The new strategy isn’t fancy. It’s rather obvious. Still, for it to succeed, someone needs to explain it clearly to a variety of audiences, and to then make it happen. That someone is you. And to do this, you need some very explicit support from your board.

Gaining the Necessary Mandate

What the ZCAA wants you to do in general is obvious. The board wants you balance the operating budget and erase the debt. But you need to get the board to make these expectations much more explicit. In particular, you need the board to set specific expense and revenue targets for six months, one year, two years and five years. In fact, if the board has yet to do this (and it doesn’t sound like they have), you ought to decide what these budgetary milestones should be and then ask the board to establish them, to announce them, and to hold you to them.

But why tie your own hands?

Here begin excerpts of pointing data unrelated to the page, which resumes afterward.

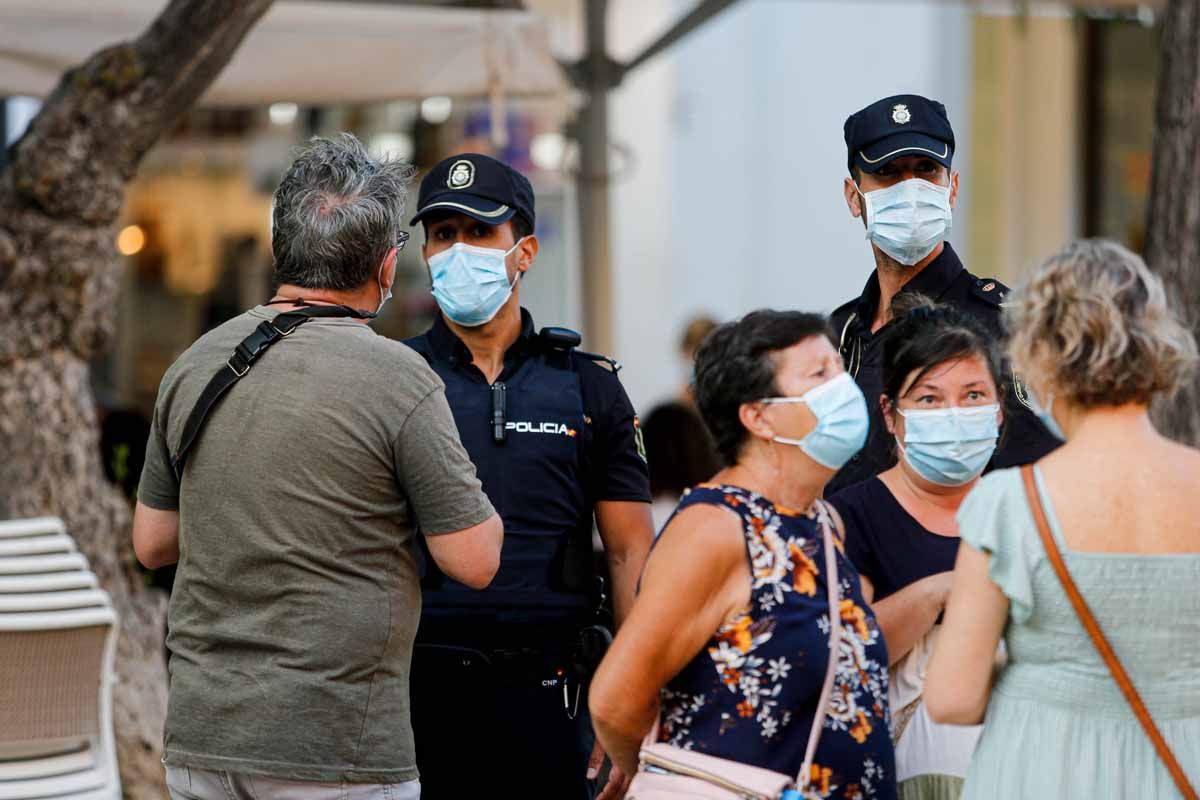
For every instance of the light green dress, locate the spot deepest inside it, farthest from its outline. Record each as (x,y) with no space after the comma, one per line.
(1057,726)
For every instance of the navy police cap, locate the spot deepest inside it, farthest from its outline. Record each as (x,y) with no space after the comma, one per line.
(479,186)
(903,125)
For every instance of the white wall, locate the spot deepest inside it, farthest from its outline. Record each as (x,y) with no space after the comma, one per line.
(735,197)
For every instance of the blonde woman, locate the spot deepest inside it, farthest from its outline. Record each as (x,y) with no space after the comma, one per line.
(1096,342)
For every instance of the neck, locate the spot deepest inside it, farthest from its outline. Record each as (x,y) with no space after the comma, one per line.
(489,342)
(948,498)
(1108,423)
(358,299)
(793,488)
(893,276)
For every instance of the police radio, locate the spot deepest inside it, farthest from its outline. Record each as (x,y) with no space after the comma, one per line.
(499,410)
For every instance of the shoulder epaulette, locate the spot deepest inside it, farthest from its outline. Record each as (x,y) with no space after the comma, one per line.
(990,292)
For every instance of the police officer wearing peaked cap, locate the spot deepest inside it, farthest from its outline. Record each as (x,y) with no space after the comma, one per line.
(901,185)
(498,685)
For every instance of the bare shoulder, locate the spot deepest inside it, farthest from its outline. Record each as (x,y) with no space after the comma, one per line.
(701,536)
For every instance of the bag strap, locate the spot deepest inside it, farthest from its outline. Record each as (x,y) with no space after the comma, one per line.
(1102,644)
(832,583)
(244,355)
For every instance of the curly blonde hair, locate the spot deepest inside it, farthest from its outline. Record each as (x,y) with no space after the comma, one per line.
(1093,325)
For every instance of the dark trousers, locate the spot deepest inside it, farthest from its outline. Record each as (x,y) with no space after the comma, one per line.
(490,722)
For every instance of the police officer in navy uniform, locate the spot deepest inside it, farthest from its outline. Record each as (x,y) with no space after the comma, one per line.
(901,185)
(498,685)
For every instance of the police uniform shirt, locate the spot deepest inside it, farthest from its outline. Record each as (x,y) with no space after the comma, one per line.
(1023,440)
(570,439)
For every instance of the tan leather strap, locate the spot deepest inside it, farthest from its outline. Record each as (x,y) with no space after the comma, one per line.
(1102,644)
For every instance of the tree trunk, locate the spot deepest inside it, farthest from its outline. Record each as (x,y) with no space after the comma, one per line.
(1173,240)
(59,200)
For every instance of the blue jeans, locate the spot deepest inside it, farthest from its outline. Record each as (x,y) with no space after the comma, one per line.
(190,783)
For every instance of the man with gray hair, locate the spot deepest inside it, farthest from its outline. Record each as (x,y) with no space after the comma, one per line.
(293,457)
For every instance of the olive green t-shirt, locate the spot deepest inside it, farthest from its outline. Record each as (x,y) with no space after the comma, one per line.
(297,595)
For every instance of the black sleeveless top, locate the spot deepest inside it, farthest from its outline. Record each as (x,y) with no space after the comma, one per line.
(885,542)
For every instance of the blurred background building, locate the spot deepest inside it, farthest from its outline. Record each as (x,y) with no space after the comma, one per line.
(726,167)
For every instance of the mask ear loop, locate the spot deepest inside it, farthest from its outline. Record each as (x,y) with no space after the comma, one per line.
(509,252)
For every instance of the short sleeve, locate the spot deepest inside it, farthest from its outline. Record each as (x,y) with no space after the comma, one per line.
(995,519)
(617,462)
(435,471)
(159,487)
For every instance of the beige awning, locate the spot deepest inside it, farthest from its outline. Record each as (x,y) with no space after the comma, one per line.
(309,53)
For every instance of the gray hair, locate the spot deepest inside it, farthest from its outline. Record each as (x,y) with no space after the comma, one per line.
(1093,325)
(337,212)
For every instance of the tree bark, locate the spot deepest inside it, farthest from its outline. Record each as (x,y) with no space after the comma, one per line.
(1173,240)
(60,197)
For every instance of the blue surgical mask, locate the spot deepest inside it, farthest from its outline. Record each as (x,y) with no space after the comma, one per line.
(949,446)
(909,220)
(841,421)
(472,283)
(1044,414)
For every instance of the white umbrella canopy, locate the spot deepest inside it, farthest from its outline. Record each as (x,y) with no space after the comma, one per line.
(309,53)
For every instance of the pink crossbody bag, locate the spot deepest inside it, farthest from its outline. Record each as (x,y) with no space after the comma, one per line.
(669,773)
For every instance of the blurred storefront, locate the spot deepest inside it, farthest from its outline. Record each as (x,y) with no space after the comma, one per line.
(196,228)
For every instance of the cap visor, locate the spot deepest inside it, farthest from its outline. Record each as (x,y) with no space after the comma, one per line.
(879,154)
(474,206)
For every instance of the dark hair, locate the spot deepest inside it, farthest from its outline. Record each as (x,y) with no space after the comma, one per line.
(678,450)
(924,334)
(337,212)
(735,366)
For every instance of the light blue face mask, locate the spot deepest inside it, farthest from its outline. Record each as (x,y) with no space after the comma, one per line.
(472,283)
(949,446)
(909,220)
(1045,415)
(841,421)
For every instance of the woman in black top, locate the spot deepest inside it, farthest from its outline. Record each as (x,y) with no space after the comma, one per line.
(942,405)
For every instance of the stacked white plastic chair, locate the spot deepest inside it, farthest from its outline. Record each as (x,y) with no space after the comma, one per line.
(58,639)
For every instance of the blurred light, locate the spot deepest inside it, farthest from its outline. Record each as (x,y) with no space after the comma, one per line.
(283,113)
(131,240)
(19,112)
(436,110)
(395,145)
(547,150)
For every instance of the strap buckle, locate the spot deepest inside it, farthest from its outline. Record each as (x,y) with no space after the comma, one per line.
(244,370)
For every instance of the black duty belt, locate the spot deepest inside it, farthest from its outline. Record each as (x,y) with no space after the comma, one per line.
(243,359)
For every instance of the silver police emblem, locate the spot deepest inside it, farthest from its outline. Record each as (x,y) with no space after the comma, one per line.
(462,174)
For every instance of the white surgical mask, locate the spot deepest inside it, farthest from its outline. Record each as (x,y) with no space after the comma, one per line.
(472,283)
(909,220)
(843,421)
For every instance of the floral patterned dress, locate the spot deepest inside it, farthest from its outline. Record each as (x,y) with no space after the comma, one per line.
(751,692)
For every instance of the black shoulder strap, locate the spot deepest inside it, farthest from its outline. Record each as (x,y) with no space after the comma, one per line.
(239,364)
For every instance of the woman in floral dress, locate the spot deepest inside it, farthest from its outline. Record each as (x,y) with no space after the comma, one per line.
(727,644)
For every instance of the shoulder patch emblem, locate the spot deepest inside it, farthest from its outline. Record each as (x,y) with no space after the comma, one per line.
(990,292)
(639,439)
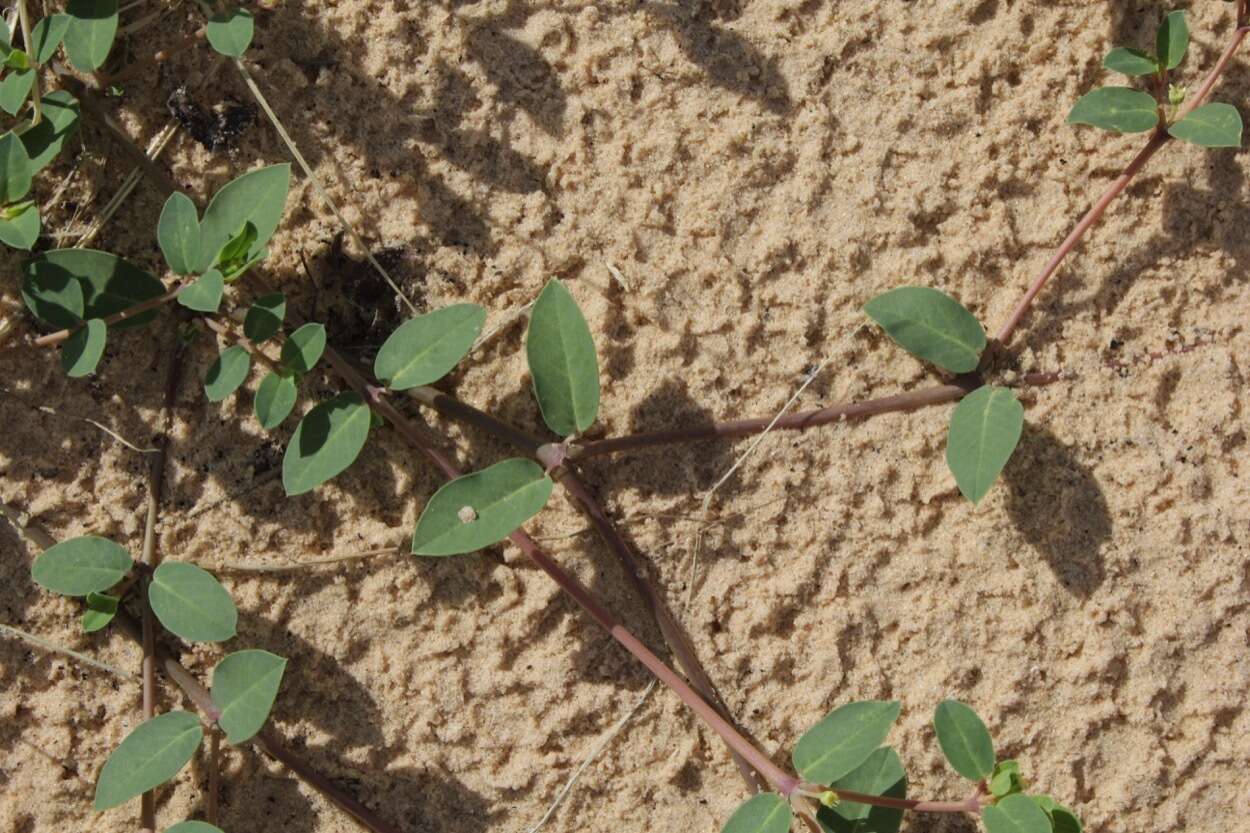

Because if you don’t, you will never have the leverage to deal with the unions, with the restaurants and other vendors, and with your various stakeholders. All of these interests recognize the authority’s theoretical need to balance its budget. None, however, believes that it was responsible for creating the deficit; thus, none believes that it should be responsible for eliminating it — or even for contributing much to its elimination.

To such stakeholders, the deficit was created by the city and state’s civic leaders in general and by the board in particular. These people created and implemented the ZCAA’s flawed strategy. Aren’t they responsible?

Yes. But so are the unions, the restaurants and the bond-holders. They all benefited from the strategy — often more directly than the civic leaders. Indeed, they all supported it. They too are responsible.

To overcome the inevitable opposition, you need a clear definition of success. You need the board to establish revenue and expenditure targets. And you need the board to make these targets public. You need the board to be a full partner in the airport’s new strategy. And then you need to report periodically and publicly to the board on the authority’s progress in achieving its financial milestones.

You don’t want the board to tell you how to meet these targets; you want the flexibility to create a strategy that reflects both short-term realities and long-term possibilities. Still, to hold others’ feet to the fire, you need to be demonstrate that your feet own are being held to the fire. The budgetary milestones can create the discipline that the authority needs.

P.S.: I don’t know if you got the Zenith City Tribune and the West Dakota Chamber of Commerce to begin advocating privatization of the airport. If you did, you are certainly the person for this job. If you didn’t, you are merely lucky. For the talk of privatization will provide some extra pressure for people to cooperate with your necessarily unpleasant changes. You don’t have to weave the P-word into every speech and every meeting. As long as others are seriously advocating privatization in public, your strategy will benefit: Many people associated with the airport — for example, the unionized employees — will recognize that they will be better off with a slimed-down airport authority than with a privatized one.